Oh, yes, more on Amherst a bit later. I still execrate the town, but the day-trip out there was not bad at all.

Sign seen in Gloucester, Massachusetts
as fishermen protest regulations that cripple their industry


Out of work? Hungry? Eat an environmentalist!
This is one of those days that the pages of history teach us are best spent lying in bed.

-- Roland Young as Uncle Willie in The Philadelphia Story (1940)

Tuesday, November 12, 2002

A glorious gray day of splendid foliage

Some rain in the afternoon, but otherwise awesome. The kind of gray cool November day for which one yearns all summer with an almost physical lust.

C S Lewis said somewhere in Surprised by Joy that he liked bleak, northern, gray, cold, stark, autumnal-wintry landscapes, and almost lusted for them ... I might be confused; and even if not, I don't have the exact words on hand, because I borrowed Surprised from the library.

Lewis also admits to having liked Longfellow's translation of Tegner's Drapa, a Norse poem, for conveying that kind of scene :

I saw the pallid corpse
Of the dead sun
Borne through the Northern sky.


Amherst tomorrow.
From the UK's Daily Mirror

[...]
Words of wisdom, worth the heeding

1. Never, under any circumstances, take a sleeping pill and a laxative on the same night.

2. If you had to identify, in one word, the reason why the human race has not achieved, and never will achieve, its full potential, that word would be "meetings."

3. There is a very fine line between "hobby" and "mental illness."

4. People who want to share their religious views with you almost never want you to share yours with them.

5. And when God, who created the entire universe with all of its glories, decides to deliver a message to humanity, He WILL NOT use, as His messenger, a person on cable TV with a bad hairstyle.

6. You should not confuse your career with your life.

7. No matter what happens, somebody will find a way to take it too seriously.

8. When trouble arises and things look bad, there is always one individual who perceives a solution and is willing to take command.
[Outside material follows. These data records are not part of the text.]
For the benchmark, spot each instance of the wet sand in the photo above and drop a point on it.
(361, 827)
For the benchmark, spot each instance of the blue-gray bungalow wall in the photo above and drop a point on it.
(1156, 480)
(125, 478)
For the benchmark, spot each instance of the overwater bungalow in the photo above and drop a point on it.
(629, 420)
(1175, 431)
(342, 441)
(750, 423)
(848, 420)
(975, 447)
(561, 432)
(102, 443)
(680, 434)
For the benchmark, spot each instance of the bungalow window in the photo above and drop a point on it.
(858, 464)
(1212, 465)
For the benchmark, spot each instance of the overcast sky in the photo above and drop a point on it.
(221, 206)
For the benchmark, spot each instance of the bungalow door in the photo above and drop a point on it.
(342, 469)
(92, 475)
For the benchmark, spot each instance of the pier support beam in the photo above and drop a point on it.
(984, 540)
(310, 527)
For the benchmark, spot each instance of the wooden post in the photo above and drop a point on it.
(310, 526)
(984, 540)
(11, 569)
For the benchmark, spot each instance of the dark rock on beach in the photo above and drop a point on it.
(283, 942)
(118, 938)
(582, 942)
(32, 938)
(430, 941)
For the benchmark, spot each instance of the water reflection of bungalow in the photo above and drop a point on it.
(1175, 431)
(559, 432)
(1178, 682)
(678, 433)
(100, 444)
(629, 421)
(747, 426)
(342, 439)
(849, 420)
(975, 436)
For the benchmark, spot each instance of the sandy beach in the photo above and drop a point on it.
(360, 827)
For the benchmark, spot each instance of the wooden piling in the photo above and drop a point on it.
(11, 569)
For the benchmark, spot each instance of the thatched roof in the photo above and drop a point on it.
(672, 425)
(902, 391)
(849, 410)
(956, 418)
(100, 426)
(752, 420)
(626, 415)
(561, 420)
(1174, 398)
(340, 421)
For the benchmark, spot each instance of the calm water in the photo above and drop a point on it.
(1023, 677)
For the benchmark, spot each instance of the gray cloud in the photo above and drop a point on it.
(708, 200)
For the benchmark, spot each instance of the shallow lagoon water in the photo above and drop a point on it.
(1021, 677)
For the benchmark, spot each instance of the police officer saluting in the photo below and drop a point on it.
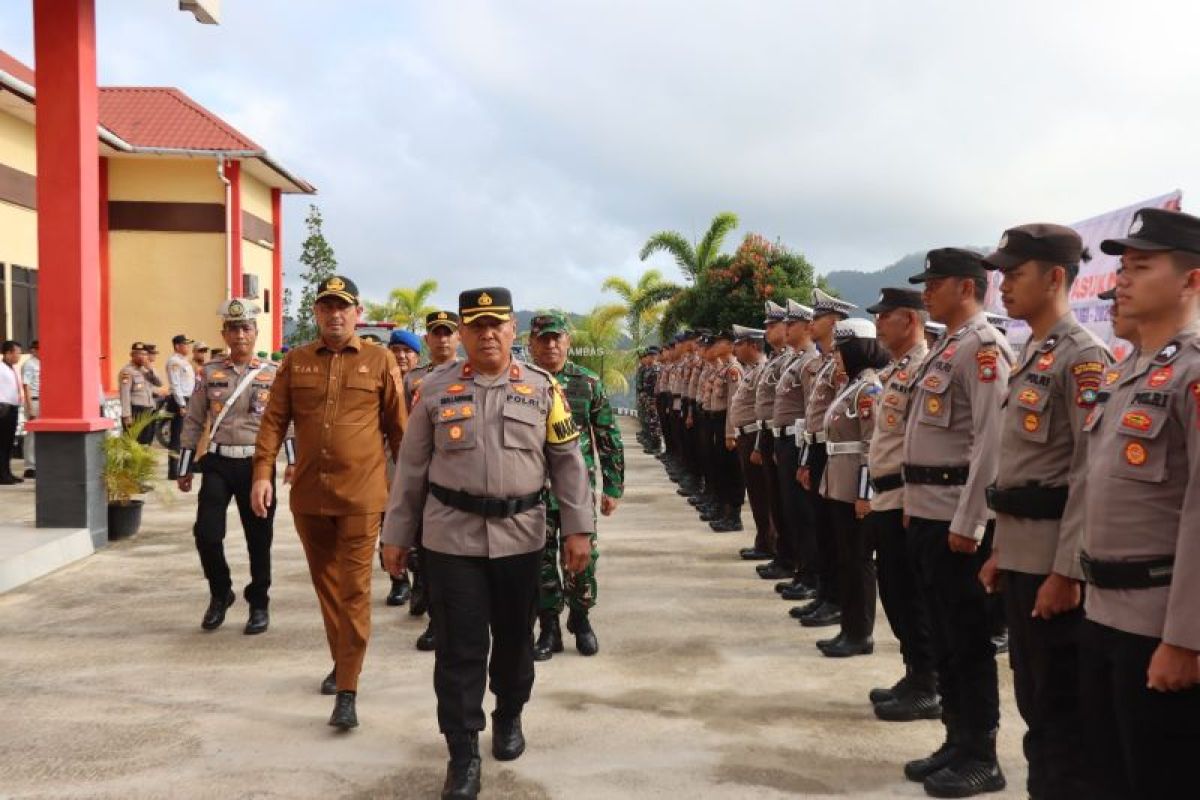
(951, 455)
(1140, 671)
(225, 409)
(480, 444)
(1051, 390)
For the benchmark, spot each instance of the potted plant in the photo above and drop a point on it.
(129, 469)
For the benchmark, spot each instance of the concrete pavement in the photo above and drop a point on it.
(702, 689)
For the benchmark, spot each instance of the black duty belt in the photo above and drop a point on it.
(501, 507)
(935, 475)
(1146, 573)
(887, 482)
(1031, 501)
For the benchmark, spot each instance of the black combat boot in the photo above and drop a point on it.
(585, 637)
(550, 641)
(465, 769)
(975, 771)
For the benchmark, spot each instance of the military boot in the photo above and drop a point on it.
(585, 637)
(465, 769)
(550, 641)
(975, 771)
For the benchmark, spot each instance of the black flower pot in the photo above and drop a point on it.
(124, 519)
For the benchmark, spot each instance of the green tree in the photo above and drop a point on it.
(694, 260)
(319, 263)
(643, 302)
(407, 307)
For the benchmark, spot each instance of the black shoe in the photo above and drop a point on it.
(881, 695)
(215, 613)
(550, 641)
(922, 768)
(585, 637)
(754, 554)
(966, 777)
(798, 591)
(427, 641)
(400, 591)
(508, 740)
(847, 648)
(909, 707)
(822, 617)
(343, 716)
(259, 620)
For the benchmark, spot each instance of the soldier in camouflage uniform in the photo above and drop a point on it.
(549, 343)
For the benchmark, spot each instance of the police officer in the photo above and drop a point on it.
(137, 380)
(899, 322)
(226, 408)
(442, 342)
(1140, 677)
(951, 451)
(345, 400)
(1051, 390)
(483, 440)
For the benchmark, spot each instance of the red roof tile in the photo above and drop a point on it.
(160, 116)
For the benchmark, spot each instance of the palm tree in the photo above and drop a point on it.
(693, 260)
(643, 302)
(407, 307)
(594, 338)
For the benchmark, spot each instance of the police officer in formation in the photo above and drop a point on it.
(219, 431)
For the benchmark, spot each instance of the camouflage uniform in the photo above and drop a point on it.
(594, 417)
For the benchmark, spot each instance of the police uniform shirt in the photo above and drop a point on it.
(1143, 488)
(791, 402)
(489, 437)
(135, 389)
(955, 421)
(1051, 391)
(892, 409)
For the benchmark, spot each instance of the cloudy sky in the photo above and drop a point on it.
(538, 144)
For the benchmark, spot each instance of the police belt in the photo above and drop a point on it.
(887, 482)
(845, 447)
(484, 506)
(232, 451)
(935, 475)
(1146, 573)
(1030, 501)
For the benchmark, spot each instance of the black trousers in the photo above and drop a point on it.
(755, 477)
(225, 479)
(903, 603)
(1044, 656)
(856, 570)
(822, 528)
(478, 603)
(958, 611)
(1138, 743)
(7, 438)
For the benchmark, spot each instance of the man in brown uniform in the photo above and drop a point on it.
(899, 319)
(1053, 388)
(347, 403)
(951, 450)
(742, 428)
(484, 439)
(1140, 679)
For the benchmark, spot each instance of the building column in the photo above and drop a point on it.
(70, 489)
(276, 270)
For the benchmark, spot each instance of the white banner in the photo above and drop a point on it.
(1095, 276)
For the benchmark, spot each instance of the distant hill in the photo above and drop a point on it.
(863, 288)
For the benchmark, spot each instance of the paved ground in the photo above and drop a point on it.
(702, 689)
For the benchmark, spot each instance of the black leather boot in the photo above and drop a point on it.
(550, 641)
(585, 637)
(465, 769)
(975, 771)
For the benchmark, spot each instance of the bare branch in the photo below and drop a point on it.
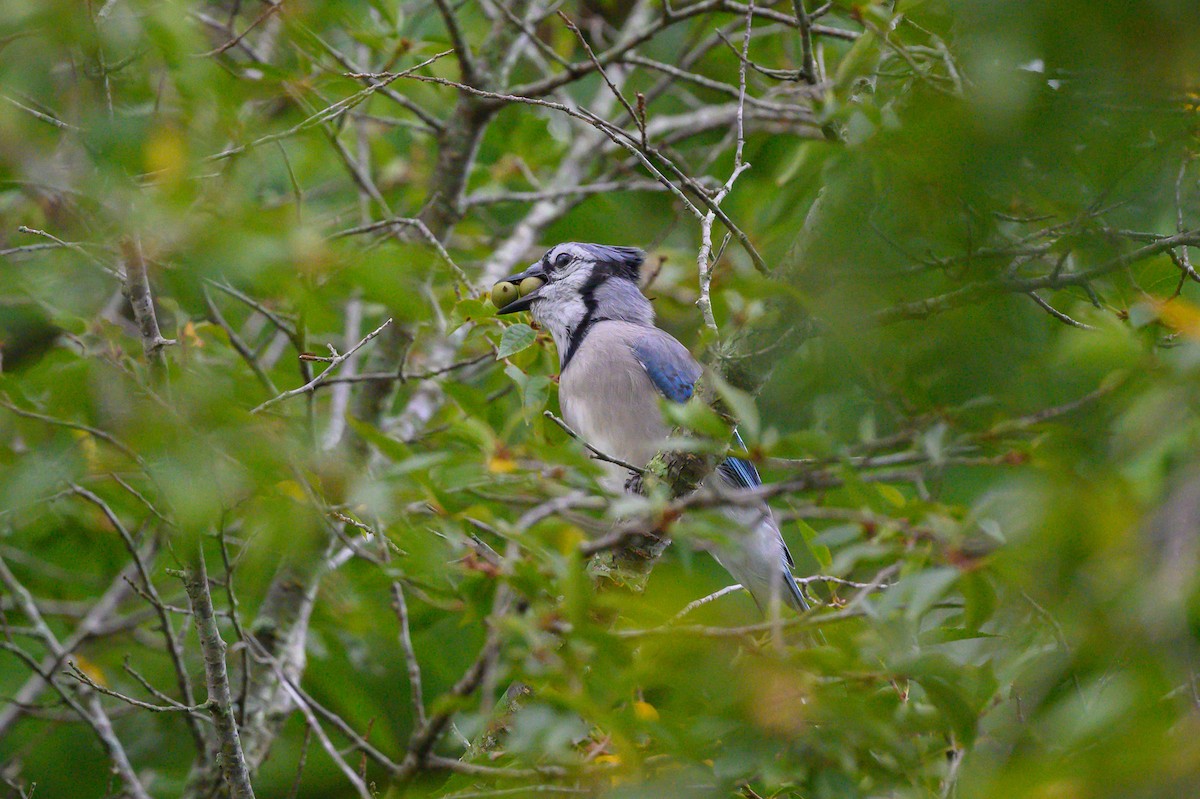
(598, 454)
(313, 384)
(461, 49)
(220, 704)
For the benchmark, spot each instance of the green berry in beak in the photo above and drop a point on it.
(531, 284)
(504, 293)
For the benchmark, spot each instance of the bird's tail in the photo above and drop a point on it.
(793, 595)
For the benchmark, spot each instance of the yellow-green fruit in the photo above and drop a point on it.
(531, 284)
(504, 293)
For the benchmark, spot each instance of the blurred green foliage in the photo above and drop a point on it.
(1019, 493)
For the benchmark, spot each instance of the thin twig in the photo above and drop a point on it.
(325, 374)
(598, 454)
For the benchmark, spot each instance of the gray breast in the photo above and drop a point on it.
(607, 397)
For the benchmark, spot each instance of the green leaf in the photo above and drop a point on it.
(515, 338)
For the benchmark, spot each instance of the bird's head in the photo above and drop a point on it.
(575, 284)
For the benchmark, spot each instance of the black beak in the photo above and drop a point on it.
(525, 302)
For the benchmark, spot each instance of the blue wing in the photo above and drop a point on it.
(743, 474)
(675, 372)
(669, 364)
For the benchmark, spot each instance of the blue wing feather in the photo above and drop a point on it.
(675, 372)
(669, 365)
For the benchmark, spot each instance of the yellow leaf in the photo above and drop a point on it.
(892, 494)
(645, 712)
(1181, 316)
(166, 154)
(89, 450)
(190, 335)
(94, 672)
(502, 464)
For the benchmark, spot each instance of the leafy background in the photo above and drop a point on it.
(1005, 475)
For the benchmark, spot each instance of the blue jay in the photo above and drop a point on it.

Very often, that individual is crazy.

9. Nobody cares if you can't dance well. Just get up and dance.

10. Never lick a steak knife.

11. Take out the fortune before you eat the cookie.

12. The most destructive force in the universe is gossip.

13. You will never find anybody who can give you a clear and compelling reason why we observe daylight savings time.

14. You should never say anything to a woman that even remotely suggests that you think she's pregnant unless you can see an actual baby emerging from her at that moment.

15. There comes a time when you should stop expecting other people to make a big deal about your birthday. That time is age eleven.

16. The one thing that unites all human beings, regardless of age, gender, religion, economic status or ethnic background, is that, deep down inside, we ALL believe that we are above average drivers. (Not I, says dylan, not I ! )

17. The main accomplishment of almost all organized protests is to annoy people who are not in them.

18. A person who is nice to you, but rude to the waiter, is not a nice person. (This is very important -- Pay attention. It never fails.)

19. Your friends love you anyway.

Thought for the day :

Never be afraid to try something new.

Remember that a lone amateur built the Ark.

A large group of professionals built the Titanic.